Décimo texto da série Autores que Cantaram o Douro
Ao meu primo João Bernardo, um humanista que será sempre um humanista
Mário Bernardes Pereira (Peso da Régua, 1897 – Porto, 1961) foi médico, escritor, autarca, exerceu cargos de direção no Instituto do Vinho do Porto e na corporação de bombeiros da terra que o viu nascer. Da sua pena saíram os romances Escravidão (1942) e A Quimera das Sete Vacas Gordas (1944), que versa sobre a exploração de volfrâmio em Trás‑os‑Montes.

Gostei de ler Escravidão, é obra na qual escrita de qualidade e estória bem urdida se associam.
Paulo é um esculápio em cujo peito bate coração humanista. Por mor do ofício, anda pelos cardenhos e conhece a miséria em que vive a arraia‑miúda duriense. Proprietário rural, tem ideias claras acerca da organização da lavoura. Vista ele a bata de médico ou o traje de terratenente, Paulo denota vontade franca de melhorar as condições em que decorre a existência dos outros, nomeadamente a dos desvalidos.

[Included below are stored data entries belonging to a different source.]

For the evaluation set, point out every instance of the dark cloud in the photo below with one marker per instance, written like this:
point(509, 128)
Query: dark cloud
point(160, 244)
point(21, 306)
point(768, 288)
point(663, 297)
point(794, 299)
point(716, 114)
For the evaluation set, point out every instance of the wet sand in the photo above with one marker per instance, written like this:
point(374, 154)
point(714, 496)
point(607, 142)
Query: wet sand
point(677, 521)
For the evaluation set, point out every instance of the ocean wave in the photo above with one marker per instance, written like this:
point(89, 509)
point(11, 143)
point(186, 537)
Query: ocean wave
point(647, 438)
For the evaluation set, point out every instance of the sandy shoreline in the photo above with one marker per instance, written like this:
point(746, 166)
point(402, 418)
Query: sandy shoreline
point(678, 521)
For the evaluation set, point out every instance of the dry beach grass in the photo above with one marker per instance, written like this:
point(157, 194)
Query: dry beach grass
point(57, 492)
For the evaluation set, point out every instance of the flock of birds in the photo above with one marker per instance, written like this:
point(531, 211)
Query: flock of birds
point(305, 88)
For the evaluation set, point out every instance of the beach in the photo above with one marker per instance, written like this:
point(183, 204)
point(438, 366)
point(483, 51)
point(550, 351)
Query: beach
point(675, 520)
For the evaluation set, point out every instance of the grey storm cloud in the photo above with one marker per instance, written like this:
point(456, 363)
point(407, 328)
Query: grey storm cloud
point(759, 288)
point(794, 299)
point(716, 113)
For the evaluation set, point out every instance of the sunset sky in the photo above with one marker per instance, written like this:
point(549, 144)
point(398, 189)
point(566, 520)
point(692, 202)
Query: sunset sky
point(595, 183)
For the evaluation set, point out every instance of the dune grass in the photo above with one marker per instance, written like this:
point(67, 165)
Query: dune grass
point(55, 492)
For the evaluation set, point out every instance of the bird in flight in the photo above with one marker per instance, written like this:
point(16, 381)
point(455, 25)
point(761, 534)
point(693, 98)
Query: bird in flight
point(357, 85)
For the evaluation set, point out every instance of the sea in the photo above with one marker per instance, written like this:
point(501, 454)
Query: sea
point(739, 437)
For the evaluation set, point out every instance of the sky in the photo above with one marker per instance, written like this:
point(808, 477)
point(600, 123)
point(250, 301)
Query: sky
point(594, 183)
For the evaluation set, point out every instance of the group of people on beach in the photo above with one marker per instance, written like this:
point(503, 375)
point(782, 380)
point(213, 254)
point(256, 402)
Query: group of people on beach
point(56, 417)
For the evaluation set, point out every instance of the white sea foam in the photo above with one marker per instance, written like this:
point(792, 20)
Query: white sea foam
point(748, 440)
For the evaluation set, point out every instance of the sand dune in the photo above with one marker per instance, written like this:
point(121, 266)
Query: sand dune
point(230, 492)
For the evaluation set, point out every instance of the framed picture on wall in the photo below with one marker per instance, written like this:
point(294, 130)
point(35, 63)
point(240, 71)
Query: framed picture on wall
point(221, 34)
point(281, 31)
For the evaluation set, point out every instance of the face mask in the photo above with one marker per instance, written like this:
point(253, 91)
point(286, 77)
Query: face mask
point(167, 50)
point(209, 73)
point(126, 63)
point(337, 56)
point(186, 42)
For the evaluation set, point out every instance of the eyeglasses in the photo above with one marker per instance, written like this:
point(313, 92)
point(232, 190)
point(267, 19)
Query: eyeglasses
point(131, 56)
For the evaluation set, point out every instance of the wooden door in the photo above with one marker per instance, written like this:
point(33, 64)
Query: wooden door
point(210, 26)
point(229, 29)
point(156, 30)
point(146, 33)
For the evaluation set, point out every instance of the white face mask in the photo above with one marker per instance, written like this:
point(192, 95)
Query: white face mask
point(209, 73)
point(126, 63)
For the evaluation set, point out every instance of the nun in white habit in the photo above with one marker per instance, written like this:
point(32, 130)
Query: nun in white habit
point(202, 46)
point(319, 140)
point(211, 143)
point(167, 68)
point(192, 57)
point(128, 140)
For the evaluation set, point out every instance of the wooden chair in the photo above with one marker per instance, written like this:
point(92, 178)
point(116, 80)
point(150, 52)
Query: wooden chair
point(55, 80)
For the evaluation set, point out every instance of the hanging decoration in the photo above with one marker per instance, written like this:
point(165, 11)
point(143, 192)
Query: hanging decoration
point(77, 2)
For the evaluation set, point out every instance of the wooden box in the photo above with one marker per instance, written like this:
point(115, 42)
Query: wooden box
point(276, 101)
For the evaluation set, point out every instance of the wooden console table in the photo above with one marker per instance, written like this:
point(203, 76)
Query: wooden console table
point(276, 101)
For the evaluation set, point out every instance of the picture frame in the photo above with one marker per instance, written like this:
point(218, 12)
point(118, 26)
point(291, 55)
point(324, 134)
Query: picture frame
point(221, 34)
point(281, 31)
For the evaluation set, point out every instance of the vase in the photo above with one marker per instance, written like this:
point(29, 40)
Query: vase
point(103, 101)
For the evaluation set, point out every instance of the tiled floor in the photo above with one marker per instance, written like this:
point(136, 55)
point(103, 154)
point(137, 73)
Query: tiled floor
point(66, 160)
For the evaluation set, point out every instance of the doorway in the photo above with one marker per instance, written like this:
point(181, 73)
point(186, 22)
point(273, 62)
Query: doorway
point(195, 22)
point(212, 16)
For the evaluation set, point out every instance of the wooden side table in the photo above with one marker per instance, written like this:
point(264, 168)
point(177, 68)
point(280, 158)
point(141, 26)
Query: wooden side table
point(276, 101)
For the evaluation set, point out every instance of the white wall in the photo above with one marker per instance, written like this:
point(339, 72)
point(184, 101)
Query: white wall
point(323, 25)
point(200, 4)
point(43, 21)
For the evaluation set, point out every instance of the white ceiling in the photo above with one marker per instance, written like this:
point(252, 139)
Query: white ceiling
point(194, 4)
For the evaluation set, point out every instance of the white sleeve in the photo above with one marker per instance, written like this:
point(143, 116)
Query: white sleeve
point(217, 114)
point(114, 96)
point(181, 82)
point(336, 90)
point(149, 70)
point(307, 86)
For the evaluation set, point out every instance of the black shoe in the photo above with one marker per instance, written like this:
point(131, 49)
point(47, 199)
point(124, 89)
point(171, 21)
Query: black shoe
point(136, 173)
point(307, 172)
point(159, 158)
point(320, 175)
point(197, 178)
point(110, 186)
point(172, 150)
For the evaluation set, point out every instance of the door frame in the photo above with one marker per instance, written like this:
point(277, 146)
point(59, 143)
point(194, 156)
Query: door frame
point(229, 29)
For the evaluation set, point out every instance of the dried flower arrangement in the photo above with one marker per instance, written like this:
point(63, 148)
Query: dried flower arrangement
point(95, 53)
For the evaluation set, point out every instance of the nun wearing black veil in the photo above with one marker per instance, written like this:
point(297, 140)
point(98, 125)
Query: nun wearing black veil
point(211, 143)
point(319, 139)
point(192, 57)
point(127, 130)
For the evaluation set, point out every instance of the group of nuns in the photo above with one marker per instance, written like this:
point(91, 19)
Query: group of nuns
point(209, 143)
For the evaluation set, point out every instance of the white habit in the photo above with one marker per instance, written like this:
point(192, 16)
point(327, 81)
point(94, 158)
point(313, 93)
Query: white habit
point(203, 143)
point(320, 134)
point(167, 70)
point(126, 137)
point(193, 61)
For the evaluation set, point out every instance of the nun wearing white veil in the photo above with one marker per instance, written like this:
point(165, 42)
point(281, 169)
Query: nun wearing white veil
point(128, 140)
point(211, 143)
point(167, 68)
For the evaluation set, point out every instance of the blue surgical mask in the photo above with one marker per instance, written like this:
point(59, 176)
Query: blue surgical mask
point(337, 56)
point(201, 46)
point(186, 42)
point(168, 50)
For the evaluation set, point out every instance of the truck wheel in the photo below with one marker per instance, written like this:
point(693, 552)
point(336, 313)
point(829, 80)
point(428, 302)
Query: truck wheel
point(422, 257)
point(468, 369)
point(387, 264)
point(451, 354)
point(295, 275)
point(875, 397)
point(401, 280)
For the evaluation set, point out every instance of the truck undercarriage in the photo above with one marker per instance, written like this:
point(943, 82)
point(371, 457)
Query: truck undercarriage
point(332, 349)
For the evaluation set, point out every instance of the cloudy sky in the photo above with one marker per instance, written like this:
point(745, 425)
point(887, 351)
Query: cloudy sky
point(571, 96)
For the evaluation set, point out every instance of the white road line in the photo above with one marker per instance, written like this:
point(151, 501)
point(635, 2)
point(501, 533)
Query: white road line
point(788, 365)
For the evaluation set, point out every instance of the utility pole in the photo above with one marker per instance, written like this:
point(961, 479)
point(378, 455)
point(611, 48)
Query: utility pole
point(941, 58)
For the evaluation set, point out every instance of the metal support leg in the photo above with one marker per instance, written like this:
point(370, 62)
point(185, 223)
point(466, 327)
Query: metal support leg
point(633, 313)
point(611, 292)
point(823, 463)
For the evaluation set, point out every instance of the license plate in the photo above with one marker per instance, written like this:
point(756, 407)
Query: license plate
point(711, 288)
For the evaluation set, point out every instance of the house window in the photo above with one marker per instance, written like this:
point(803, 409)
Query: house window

Paulo e Luísa (uma alma boa) amam‑se, mas, mercê de atos vis praticado por Genoveva, uma criatura perversa, é com esta que Paulo vem a casar. A relação conjugal em apreço fá‑lo infeliz, mas os seus escrúpulos empecem o divórcio. O drama amoroso que envolve esses três personagens está eivado de refolhos — e, diria mesmo, de fatalismos — que caraterizavam os amores de antanho. Hoje, desde logo porque são outros os meios de comunicação com a pessoa que é objeto de afeição e também porque o tempo liquefez certas mentalidades, tudo é diferente.
A terra duriense é o palco da trama de Escravidão. O meio pequeno acha‑se empeçonhado pela má‑língua, pela tacanhez, pelo atavismo que leva aqueles parranas a menoscabar o conselho médico, cientificamente fundado, e a dar ouvidos a charlatões.
Pelas páginas do livro, passam os negócios do vinho, as vindimas, a alegria e a cor que as rogas trazem, a aspereza das lides, a necessidade de melhorar a contrapartida de quem trabalha. E desfila a crise. A crise e o receio de não conseguir vender as uvas. Atualmente, sucede o mesmo. Progresso, progresso, mas em 2024 o Douro é cenário de uma tragédia social.
Remato com um trecho de Escravidão. Em certa medida, permanece válido o respetivo teor. «Parecia que, como os grandes pensadores, o Douro, vítima da excelência das suas produções, não podia viver sem sofrimento. Região seleccionada pela Natureza, digna de constituir a fortuna de um País, tinha arrastado, por desatenção dos Govêrnos, a sua desventura, e marcava no quadro da prosperidade social uma nódoa de atraso e de ruína!»[1]
[1] PEREIRA, Mário Bernardes, Escravidão, Porto, Livraria Simões Lopes (depositária), 1942, p. 328.